Tuesday, October 21, 2008

I have had few great loves amongst my many lovers. Less than a handful. One of them I lived with for years. I left him months before moving to Thailand. We didn’t have a healthy relationship, partly because I was so infatuated with him before we got together. I allowed an imbalance of power. I wasn’t taken care of. I loved him dearly, though, and truly thought that my love would change him. I also thought that it would erase years of abuse, self doubt and corrupt friendships that he had experienced. Instead, it taught me the difference in strains of pot, how to smoke it, where to get it, and how to post bail. There was a lot of love then, but I don’t remember it so well now. We didn’t leave on harsh terms and we remained friends though others we know from the same area. I would sleep with him when I would go “home” from Thailand for visits.

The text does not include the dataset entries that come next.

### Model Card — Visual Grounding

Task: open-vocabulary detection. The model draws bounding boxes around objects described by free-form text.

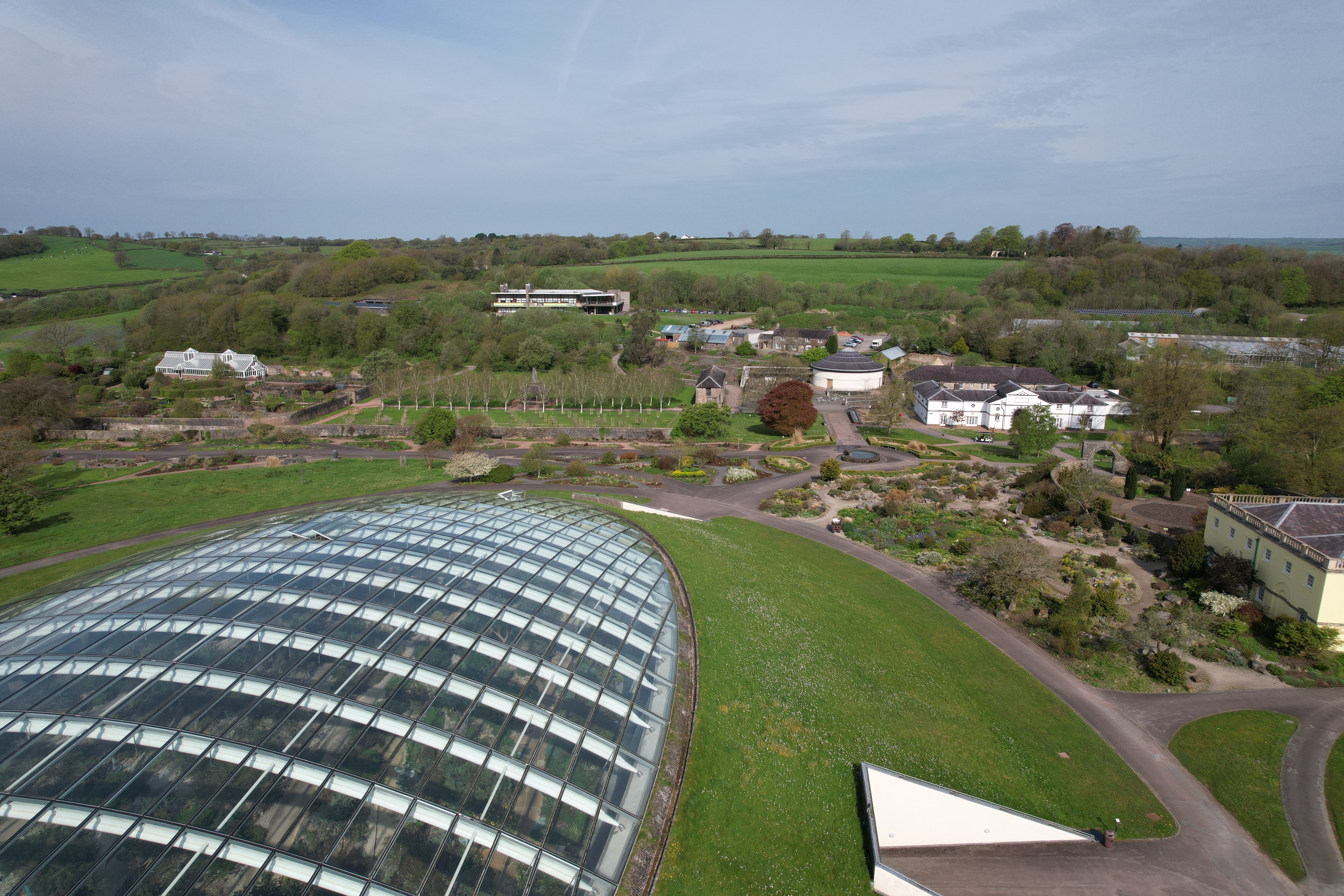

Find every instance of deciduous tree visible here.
[757,380,817,445]
[1008,404,1059,457]
[1129,344,1208,450]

It turns out he is into meth now. I see this only a step away from death. In some ways I feel like I have just been told he is dead.

I think I always hoped he would think of me as the most sane part of his life, the most loving. I didn’t want it to be from a worse position than he was when I left, just a soft regret that he didn’t treat me better back in the day. Now I regret that wish. I don’t care if I meant anything to him… I don’t know what to wish for that can help him.

I have been hurting all day.

“After more than a year's sobriety, these former meth users still showed severe impairment in memory, judgment and motor coordination, similar to symptoms seen in individuals suffering from Parkinson's Disease.”


So that is two men in my life...

1 comment:

Outburst said...

It's a sickness, for sure. But probably related to Parkinson's only in symptoms.
One you do to yourself after all, and the only way out is by choosing to leave it behind.
There isn't much choice in Parkinson's.
Love usually isn't enough in most situations, but in some cases, it does the trick.
I'm sure you know you did all you could, in all situations.